Hap2U’s haptic smartphone display offers users the physical touch experience on a touchscreen.
Bringing textures to life by changing the sensation of a surface as your finger slides over plastics, wood, and glass is the ambition of Hap2U, a France-based haptic technology startup.
At this year’s Consumer Electronics Show (CES), Hap2U is demonstrating what it claims is the world’s first haptic smartphone display, which allows users to feel and sense objects on touchscreens. Its Hap2phone technology was named Honoree of the 2020 CES Innovation Award.
Interactive and tangible
With the Hap2phone, Hap2U is targeting a global haptic component market that will be worth $4.8 billion by 2030, according to a recent report by IDTechEx. Haptic technologies have been used in products such as game console controllers for more than 30 years and can be found in the vast majority of smartphones, smartwatches, and electronic devices. Over the past five years, however, the research firm said it has observed a shift in the core haptic technology and “an even more significant shift in the direction of innovation efforts to develop the haptic technologies of the future.”
Founded in 2015, Hap2U has developed the so-called ultrasonic lubrication principle. As explained in a company blog post, the vibration occurs at ultrasonic frequencies (above 20 kHz) and generates a thin film of pressurized air between the finger and the screen, thus modifying the friction.

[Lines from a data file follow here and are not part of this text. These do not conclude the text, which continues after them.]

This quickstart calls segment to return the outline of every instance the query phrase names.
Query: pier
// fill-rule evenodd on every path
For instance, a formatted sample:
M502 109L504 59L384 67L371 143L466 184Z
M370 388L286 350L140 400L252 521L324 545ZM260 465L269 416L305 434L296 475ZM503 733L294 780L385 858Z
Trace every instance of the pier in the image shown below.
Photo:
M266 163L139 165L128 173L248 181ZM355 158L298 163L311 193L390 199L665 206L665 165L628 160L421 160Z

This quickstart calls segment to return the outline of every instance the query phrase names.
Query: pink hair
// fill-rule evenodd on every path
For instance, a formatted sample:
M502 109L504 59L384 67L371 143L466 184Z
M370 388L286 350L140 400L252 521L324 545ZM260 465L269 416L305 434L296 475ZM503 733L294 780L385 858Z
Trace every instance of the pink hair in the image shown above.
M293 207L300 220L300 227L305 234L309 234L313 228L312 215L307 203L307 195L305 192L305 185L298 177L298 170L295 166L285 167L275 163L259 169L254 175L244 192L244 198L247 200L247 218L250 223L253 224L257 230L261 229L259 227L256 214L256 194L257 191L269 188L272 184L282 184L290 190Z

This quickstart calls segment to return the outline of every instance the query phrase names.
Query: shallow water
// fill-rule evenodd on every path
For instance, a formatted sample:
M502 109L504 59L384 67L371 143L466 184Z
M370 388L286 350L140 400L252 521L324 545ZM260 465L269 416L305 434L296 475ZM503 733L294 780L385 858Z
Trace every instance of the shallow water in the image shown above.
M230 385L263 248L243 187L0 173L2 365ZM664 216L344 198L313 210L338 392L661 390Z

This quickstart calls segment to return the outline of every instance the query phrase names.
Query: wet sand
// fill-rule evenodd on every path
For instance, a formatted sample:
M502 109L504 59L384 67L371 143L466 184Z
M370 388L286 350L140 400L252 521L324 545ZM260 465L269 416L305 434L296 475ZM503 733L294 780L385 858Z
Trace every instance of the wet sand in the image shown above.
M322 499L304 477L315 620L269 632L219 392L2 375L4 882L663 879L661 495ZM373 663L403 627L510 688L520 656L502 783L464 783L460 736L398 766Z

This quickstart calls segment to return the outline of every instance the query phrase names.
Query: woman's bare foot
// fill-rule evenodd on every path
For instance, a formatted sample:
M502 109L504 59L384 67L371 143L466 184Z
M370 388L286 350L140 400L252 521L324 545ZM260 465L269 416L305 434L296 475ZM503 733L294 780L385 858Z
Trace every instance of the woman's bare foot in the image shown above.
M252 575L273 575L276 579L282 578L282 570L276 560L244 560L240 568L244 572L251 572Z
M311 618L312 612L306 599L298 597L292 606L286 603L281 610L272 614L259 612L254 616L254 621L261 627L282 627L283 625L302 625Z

The vibration can be controlled.
With a smartphone, users can sense vibrations when he or she receives a notification, receives a text message, or clicks on the glass surface. This is the vibrotactile technology. Hap2U’s technology aims to enhance the overall emotional experience by enabling texture sensations. In a statement, Chappaz explained: “Think about users on their smartphone in noisy or harsh-lighting conditions — outdoors, for example — how touch then becomes a major feature to improve their experience. HD texture sensation is a crucial interface between the user and the outside world, introducing an added level of interaction compared to traditional screens.”
Hap2U uses piezoelectric actuators to generate ultrasonic vibrations on a glass screen and modify the friction of the user’s finger. The vibration is synchronized with the position of the finger, enabling the user to feel what appears on the screen. This thin-film piezoelectric solution (2 microns) has a minimal impact on weight (<1g) and on the display power consumption (1%).

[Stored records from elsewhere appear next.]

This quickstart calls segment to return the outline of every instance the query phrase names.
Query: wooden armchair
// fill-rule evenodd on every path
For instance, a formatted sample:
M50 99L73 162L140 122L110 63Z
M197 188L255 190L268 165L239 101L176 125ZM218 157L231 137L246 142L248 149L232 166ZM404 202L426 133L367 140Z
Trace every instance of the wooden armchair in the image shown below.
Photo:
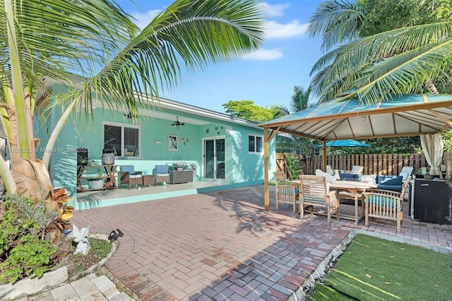
M299 176L299 217L303 218L304 206L325 206L328 216L328 225L331 224L331 216L336 215L339 220L339 199L338 191L328 191L325 177L314 175Z
M397 232L400 232L403 217L403 199L377 192L363 192L366 204L365 225L369 225L369 218L378 218L396 220Z
M362 194L366 206L366 226L369 225L369 217L396 220L397 232L400 232L403 220L403 199L410 180L411 177L408 176L400 192L372 189Z
M273 177L275 177L275 187L276 188L276 210L278 210L279 203L283 203L293 205L295 213L299 196L298 187L287 183L285 172L283 171L273 172Z
M129 185L129 189L133 185L143 185L143 172L135 170L133 165L121 165L119 167L119 188L123 184Z

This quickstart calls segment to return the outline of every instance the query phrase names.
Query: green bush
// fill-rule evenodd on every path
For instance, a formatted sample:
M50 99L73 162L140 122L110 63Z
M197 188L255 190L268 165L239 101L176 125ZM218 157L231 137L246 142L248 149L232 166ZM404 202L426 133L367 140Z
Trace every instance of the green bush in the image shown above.
M56 213L48 211L43 201L33 203L17 195L6 196L0 206L5 209L0 218L0 283L42 277L56 247L40 237Z
M299 159L298 157L295 157L290 154L286 154L285 162L287 164L287 168L292 174L292 177L294 179L298 179L299 174L303 170L299 166Z

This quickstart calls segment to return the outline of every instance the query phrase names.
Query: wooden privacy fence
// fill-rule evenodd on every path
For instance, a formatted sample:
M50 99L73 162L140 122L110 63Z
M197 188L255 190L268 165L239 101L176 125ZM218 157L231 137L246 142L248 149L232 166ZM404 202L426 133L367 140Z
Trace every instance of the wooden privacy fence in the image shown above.
M312 157L295 154L290 155L298 158L299 168L303 170L303 173L305 175L314 175L317 168L323 170L321 155ZM286 174L289 174L285 157L285 153L276 154L276 169L284 170ZM450 167L452 166L452 153L444 153L443 161L443 164L450 170ZM362 172L364 175L396 175L400 172L404 166L412 166L413 172L416 173L421 167L429 167L423 153L328 155L326 164L331 165L333 170L351 170L353 165L364 166ZM297 177L295 175L292 176Z

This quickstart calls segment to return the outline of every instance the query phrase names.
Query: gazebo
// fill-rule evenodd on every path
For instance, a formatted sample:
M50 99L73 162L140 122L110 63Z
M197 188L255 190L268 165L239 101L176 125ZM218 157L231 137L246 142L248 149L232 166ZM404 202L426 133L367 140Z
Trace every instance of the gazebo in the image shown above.
M321 141L324 170L328 141L420 136L431 173L439 172L442 133L452 128L452 95L391 96L370 105L356 98L334 99L259 124L264 133L265 210L270 205L268 141L278 132ZM450 175L450 166L447 172Z

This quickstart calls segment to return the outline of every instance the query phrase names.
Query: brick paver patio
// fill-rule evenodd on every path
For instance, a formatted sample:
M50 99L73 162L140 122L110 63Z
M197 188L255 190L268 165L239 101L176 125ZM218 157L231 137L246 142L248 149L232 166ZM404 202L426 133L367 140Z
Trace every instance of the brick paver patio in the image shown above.
M105 266L143 300L287 300L353 229L452 247L451 225L405 217L400 233L387 221L328 227L270 200L266 212L258 185L84 210L71 221L124 232Z

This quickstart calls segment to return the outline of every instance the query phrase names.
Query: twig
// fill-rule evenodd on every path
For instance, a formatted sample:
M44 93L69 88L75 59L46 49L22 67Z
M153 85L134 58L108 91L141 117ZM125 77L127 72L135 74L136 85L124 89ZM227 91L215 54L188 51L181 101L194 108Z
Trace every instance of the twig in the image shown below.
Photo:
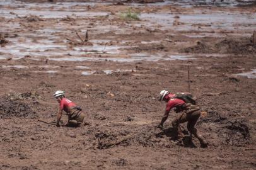
M38 120L38 121L45 123L46 124L49 124L49 125L56 125L56 123L52 123L52 122L45 122L45 121L44 121L44 120ZM64 125L60 125L61 127L64 127Z
M189 73L189 69L190 65L187 65L187 75L188 75L188 79L189 79L189 92L190 92L190 73Z
M78 33L78 32L76 32L76 35L78 37L78 38L80 39L80 40L81 40L82 42L84 42L84 41L83 40L82 38L81 38L80 35L79 35Z
M89 37L88 37L88 31L86 30L86 33L85 34L85 39L84 39L84 42L87 42L88 41Z

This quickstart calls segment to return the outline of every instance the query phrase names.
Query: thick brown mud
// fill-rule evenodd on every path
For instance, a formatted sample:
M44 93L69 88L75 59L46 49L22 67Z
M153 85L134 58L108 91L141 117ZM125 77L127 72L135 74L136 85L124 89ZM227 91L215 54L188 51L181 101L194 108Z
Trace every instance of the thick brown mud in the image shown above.
M0 2L0 169L254 169L255 6L187 1ZM156 128L188 68L206 149ZM81 127L50 124L59 89Z

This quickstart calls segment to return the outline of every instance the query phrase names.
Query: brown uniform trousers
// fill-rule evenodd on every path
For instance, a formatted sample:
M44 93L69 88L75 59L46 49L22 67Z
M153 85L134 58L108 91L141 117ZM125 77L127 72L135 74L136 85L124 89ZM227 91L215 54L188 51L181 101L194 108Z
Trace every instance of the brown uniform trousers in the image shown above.
M85 114L79 107L74 106L71 108L68 116L69 122L67 125L76 127L83 123Z
M187 122L187 130L199 140L201 146L207 147L207 142L202 139L195 128L195 125L201 115L200 110L200 106L197 105L186 104L186 105L182 106L181 108L179 108L179 110L182 111L181 115L177 116L172 122L172 125L177 132L178 139L180 139L183 137L183 134L179 124Z

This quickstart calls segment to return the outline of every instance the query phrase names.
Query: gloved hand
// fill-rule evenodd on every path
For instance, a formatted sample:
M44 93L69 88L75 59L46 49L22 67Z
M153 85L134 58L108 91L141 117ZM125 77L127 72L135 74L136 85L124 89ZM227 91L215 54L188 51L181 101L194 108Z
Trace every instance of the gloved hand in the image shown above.
M157 128L159 128L160 129L163 130L163 125L161 124L159 124L157 127Z

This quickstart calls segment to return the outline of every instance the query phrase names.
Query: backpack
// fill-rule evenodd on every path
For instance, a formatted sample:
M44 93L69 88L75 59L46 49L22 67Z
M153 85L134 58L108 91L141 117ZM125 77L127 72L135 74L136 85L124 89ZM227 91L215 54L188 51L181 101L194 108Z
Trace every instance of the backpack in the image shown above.
M193 105L197 105L197 98L194 96L190 93L182 93L177 92L175 93L175 96L173 97L173 98L177 98L183 100L186 103L191 103Z

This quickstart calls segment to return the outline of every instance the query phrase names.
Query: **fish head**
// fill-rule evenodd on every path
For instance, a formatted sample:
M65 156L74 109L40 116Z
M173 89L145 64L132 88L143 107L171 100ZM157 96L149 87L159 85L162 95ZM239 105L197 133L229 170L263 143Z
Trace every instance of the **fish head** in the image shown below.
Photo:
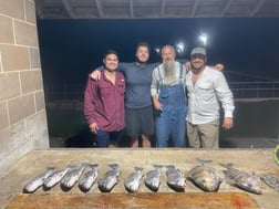
M178 178L177 186L179 186L179 187L186 187L186 180L185 180L185 178Z
M257 175L251 175L247 178L244 187L254 194L261 194L260 178Z

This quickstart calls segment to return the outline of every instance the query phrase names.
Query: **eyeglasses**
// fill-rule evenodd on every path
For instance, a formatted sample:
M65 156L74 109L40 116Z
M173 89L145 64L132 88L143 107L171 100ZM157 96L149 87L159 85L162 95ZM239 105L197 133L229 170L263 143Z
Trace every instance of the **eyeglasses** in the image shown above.
M190 60L196 60L196 59L199 59L199 60L205 60L205 59L206 59L206 56L205 56L205 55L203 55L203 54L194 54L194 55L192 55L192 56L190 56Z

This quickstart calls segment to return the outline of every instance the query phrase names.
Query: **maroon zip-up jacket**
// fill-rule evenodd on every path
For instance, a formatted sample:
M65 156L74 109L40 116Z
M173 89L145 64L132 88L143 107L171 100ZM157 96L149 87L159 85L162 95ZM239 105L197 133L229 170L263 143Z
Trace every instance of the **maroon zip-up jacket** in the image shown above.
M124 93L126 84L121 72L116 72L115 84L106 79L104 71L101 79L87 79L84 92L83 112L87 124L97 124L105 132L121 130L125 126Z

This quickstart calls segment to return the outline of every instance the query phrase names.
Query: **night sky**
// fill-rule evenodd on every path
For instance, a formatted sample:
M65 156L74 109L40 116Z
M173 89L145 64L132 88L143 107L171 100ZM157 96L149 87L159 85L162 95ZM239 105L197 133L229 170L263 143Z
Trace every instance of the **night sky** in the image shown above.
M106 50L133 62L141 41L153 49L183 41L185 52L177 58L188 59L202 45L200 33L208 35L208 64L279 81L279 19L38 20L38 30L45 83L85 83ZM159 61L153 50L149 62Z

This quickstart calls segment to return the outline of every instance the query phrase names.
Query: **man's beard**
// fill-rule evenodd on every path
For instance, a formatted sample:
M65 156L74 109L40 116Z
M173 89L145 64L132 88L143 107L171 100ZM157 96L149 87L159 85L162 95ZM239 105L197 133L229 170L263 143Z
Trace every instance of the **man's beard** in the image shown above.
M176 64L175 61L163 63L164 81L166 84L174 84L176 82Z
M138 58L136 58L136 62L140 64L140 65L145 65L147 63L147 61L141 61Z

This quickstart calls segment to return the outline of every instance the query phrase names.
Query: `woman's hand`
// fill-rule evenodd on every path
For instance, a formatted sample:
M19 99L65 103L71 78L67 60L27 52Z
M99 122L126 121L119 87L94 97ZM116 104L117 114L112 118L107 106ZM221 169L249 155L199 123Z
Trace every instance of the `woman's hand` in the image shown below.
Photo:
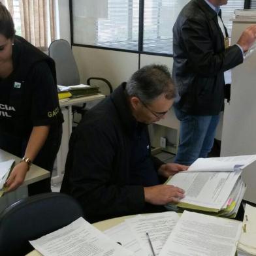
M7 187L7 192L13 191L23 184L27 169L27 163L24 161L15 165L9 178L5 182L5 186Z
M178 172L187 170L189 167L187 165L178 163L167 163L160 167L158 169L158 173L165 178L168 178L170 175L174 175Z

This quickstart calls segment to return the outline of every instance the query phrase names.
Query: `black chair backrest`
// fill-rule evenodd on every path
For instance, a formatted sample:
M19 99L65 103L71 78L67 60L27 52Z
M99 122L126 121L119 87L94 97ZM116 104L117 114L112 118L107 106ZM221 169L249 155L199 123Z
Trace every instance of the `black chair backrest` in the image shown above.
M72 197L47 193L22 199L0 214L0 255L24 255L37 239L84 217Z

By applying a friction coefficient, Hap2U claims it can make distinct variations in touch sensations — intense or soft nicks, springs, buttons, elasticity, and all kinds of high-to-low elevation points and textures. This allows the nerve endings in the fingertips to detect different sensations and informs the brain to interpret them.

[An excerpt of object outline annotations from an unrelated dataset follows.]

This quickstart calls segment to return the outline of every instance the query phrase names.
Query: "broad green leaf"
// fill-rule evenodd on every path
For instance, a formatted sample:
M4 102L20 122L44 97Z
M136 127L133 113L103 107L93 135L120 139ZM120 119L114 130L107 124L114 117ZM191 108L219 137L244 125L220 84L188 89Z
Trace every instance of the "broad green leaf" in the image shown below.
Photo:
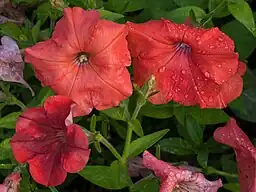
M240 185L239 183L226 183L223 185L224 189L227 189L231 192L240 192Z
M114 12L104 10L104 9L98 9L98 11L100 12L101 19L116 21L116 20L124 17L124 15L122 15L120 13L114 13Z
M148 102L141 108L140 114L156 119L167 119L173 116L173 107L170 105L152 105Z
M38 105L43 105L44 101L49 97L54 95L54 92L49 87L43 87L40 92L33 98L33 100L28 103L28 107L35 107Z
M240 97L229 104L229 108L237 117L256 122L256 88L245 89Z
M132 192L156 192L159 191L159 181L151 175L141 179L132 186Z
M190 10L193 10L197 19L197 22L200 22L206 16L206 13L203 9L196 6L186 6L175 9L173 11L165 14L165 18L172 20L175 23L184 23L186 18L190 14Z
M223 25L221 30L235 42L236 50L239 53L239 59L241 61L249 57L256 48L256 38L239 21L231 21Z
M228 4L230 13L240 21L252 34L255 31L255 22L250 5L245 0L230 1Z
M10 146L10 138L7 138L0 143L0 160L9 159L12 156L12 149Z
M78 173L88 181L105 189L122 189L127 187L128 175L126 168L118 161L108 166L86 166Z
M115 120L121 120L121 121L126 120L125 109L122 107L113 107L110 109L103 110L101 112Z
M136 139L130 145L129 157L136 157L146 149L150 148L156 142L158 142L168 131L169 129L164 129L164 130L152 133L150 135L146 135L139 139Z
M130 126L132 126L132 130L139 136L139 137L143 137L144 136L144 132L143 129L141 127L140 121L138 119L134 119L129 123Z
M162 151L174 155L192 155L194 154L193 146L186 140L179 137L170 137L159 142Z
M41 21L37 21L36 25L32 28L32 38L34 43L37 43L39 32L41 27Z
M208 157L209 157L209 152L206 146L203 146L201 149L198 150L197 162L202 168L207 167Z
M220 143L217 143L213 137L208 139L205 143L206 147L208 148L209 153L223 153L226 150L230 149L227 145L223 145Z
M192 116L186 115L184 127L195 146L200 146L203 142L204 129L199 123Z
M174 115L184 125L185 115L189 114L202 125L225 123L229 116L221 109L200 109L199 107L176 107Z
M209 0L208 9L209 11L214 11L213 17L226 17L230 15L228 6L224 0Z
M2 35L7 35L17 41L26 40L27 37L23 35L18 25L14 23L4 23L0 25L0 32Z
M7 129L14 129L18 117L21 115L21 112L13 112L2 118L0 118L0 127Z
M207 2L208 0L173 0L178 6L180 7L185 7L185 6L198 6L201 8L206 8L207 7Z

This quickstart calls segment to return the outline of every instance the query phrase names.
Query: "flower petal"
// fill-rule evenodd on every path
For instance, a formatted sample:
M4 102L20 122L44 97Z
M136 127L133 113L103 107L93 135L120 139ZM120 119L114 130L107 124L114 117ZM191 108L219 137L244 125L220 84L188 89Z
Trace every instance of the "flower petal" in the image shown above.
M67 146L62 153L63 168L69 173L77 173L89 160L88 138L75 124L68 126Z
M17 43L8 36L1 38L0 45L0 80L21 83L29 88L32 95L33 90L23 79L24 62L22 60Z
M67 172L61 166L59 152L37 155L29 161L29 172L36 182L45 186L60 185L67 176Z
M44 109L49 120L58 128L65 127L65 120L71 112L74 102L66 96L51 96L44 102Z
M241 192L256 191L256 149L247 135L230 118L226 126L214 132L214 139L231 146L236 152Z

Basically, Chappaz stated, “Hap2Phone offers the physical touch experience of what users see: If there is a fish on the screen, the user feels its scales; same for a pushbutton, a slider, [or] the wheel of a car in a video game.” For manufacturers integrating screens in their products, this solves the problems related to the digitization of objects by making them both interactive and tangible.
Glass, but not only
Initially focused on glass surfaces such as smartphone and tablet screens, Hap2U said it has been working on a multi-material haptic technology and is now deploying haptics on wood, plastic, and metal.
Hap2U’s technology is not solely intended for smartphones and could find applications in the IoT, industrial, automotive, and smart building markets.
After initial seed funding in 2016, Hap2U completed in late 2018 a €4 million Series A funding round with Daimler AG to accelerate the development of its haptic technology. Headquartered in Grenoble, Hap2U now employs 30 people and expects to double to 60 by the end of 2020.